Western Commercialism Meets Eastern Mythology





So much happens in so little time! Since my last blog post, I feel 1000x better, well-rested, not in such culture shock and am totally happy to be here, to be having this experience. 

By Friday morning, I was starting to feel better and since the Bangalore Tour was only until 3pm, I figured I could muster up the energy to go – very good choice. We went to markets and lakes, as well as 3 religious centers (ISKCON Sri Radha Krishna Temple, St.

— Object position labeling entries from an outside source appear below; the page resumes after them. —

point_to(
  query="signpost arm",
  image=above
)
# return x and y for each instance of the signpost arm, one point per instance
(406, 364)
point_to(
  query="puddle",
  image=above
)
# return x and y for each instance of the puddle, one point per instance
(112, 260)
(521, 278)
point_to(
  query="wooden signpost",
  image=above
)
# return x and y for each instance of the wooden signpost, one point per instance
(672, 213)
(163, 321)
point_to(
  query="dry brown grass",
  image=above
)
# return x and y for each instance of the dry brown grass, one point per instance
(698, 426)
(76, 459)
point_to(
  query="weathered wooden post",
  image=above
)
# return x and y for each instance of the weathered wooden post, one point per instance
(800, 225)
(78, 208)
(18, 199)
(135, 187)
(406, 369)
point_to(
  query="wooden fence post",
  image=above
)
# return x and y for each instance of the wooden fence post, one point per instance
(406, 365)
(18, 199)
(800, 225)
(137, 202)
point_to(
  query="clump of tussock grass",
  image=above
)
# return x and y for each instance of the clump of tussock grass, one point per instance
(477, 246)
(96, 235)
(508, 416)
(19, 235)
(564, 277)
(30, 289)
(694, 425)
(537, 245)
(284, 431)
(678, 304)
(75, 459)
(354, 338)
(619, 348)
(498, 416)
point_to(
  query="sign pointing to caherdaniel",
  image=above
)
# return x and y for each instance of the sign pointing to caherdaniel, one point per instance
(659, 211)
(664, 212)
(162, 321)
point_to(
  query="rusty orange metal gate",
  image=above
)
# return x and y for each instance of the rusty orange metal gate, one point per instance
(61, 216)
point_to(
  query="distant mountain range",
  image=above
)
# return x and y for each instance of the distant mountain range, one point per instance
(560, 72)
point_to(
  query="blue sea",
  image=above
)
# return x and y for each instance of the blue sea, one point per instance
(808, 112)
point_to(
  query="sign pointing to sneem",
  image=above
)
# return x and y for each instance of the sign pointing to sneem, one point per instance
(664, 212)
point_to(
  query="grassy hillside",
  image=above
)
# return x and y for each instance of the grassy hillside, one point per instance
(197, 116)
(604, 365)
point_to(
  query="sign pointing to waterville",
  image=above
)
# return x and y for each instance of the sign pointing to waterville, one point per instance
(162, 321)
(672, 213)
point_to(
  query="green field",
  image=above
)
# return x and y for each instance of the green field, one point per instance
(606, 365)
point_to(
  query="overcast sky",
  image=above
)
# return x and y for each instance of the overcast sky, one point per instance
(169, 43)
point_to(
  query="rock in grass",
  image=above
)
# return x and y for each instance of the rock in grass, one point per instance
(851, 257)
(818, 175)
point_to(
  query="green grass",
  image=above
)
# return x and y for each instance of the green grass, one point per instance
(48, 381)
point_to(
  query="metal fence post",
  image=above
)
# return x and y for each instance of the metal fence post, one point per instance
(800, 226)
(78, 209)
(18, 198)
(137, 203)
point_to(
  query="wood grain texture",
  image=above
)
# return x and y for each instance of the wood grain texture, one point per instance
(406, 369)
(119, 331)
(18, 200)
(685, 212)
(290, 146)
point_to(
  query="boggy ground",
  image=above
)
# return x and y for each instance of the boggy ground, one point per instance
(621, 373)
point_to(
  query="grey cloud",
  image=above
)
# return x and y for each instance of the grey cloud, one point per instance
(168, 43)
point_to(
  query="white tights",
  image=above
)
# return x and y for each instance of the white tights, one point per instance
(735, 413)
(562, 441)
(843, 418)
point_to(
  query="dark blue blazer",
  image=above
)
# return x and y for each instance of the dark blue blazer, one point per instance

Mary’s Basilica and Sri Guru Singh Sabha) and some delicious restaurants. 

The Sikh Temple was probably my favorite place – they believe that no one should go hungry within 10 miles of their temples and offer meals every Sunday both breakfast/lunch and breakfast/lunch/dinner 1 Saturday a month. American soup kitchens have nothing on them – the pots they cook with are gargantuan, easily large enough for 8 or 9 people to stand up in, and require 2 people to lift them onto enormous burners. There’s a huge machine to make chapati’s (flat bread) as well that produces thousands in an hour. The people there were so nice and invited us to come back for Sunday meals.

ISKCON was bizarre – it’s a Hare Krishna temple so while it’s associated with Hinduism, it isn’t a direct correlation either. It was started by a super influential, charismatic (ahem, slightly cultish) leader who brought it all over the world with him in the 60’s and 70’s, spreading it to the newfound hippie generaiton – to Europe, South America, Canada, the States, etc. – he’s probably the sole reason why the phrase Hare Krishna (or Hinduism in general) has been heard in the West. It’s a hard experience to describe but relied largely on a mixture of Western commercialism and Eastern mythology. As soon as we got there, we had to pay 5 rupees each to take off our shoes and place them on racks, then move on to a foot washing station and up onto the main summit of the temple, built out of rock and gold and precious stones – truly a sight to behold, though one that you aren’t allowed to photograph. After rising to the top (countless steps later), we entered the main temple building, coated in gold, lit up with vegetable-dye paintings covering the ceiling, the Hare Krishna version of the Sistine Chapel, following the crowd past chanting men and women who were singing into microphones in front of a huge altar (it kind of looked like a giant bed), through the line until we got to where a priest/guru/religious man held a bowl of “kaupi”, which visitors were putting to their mouths, then splashing on their heads, similar to a Holy Communion. I proceeded, taking it from the man, to my mouth, to my head. As we gathered and waited for the others behind me, Jacob continued explaining (in his heavy Indian accent) about this kaupi, how it is Ayurvedic medicine and how we can buy it in small bottles on the way out of the temple (that’s right, there was an equally gigantic gift shop). Suddenly, I realized that “kaupi” is in fact “cow pee” which definitely explained why it was yellow and smelled so similar to the rest of India. That’s right folks, I drank (and cleansed my hair with) cow pee.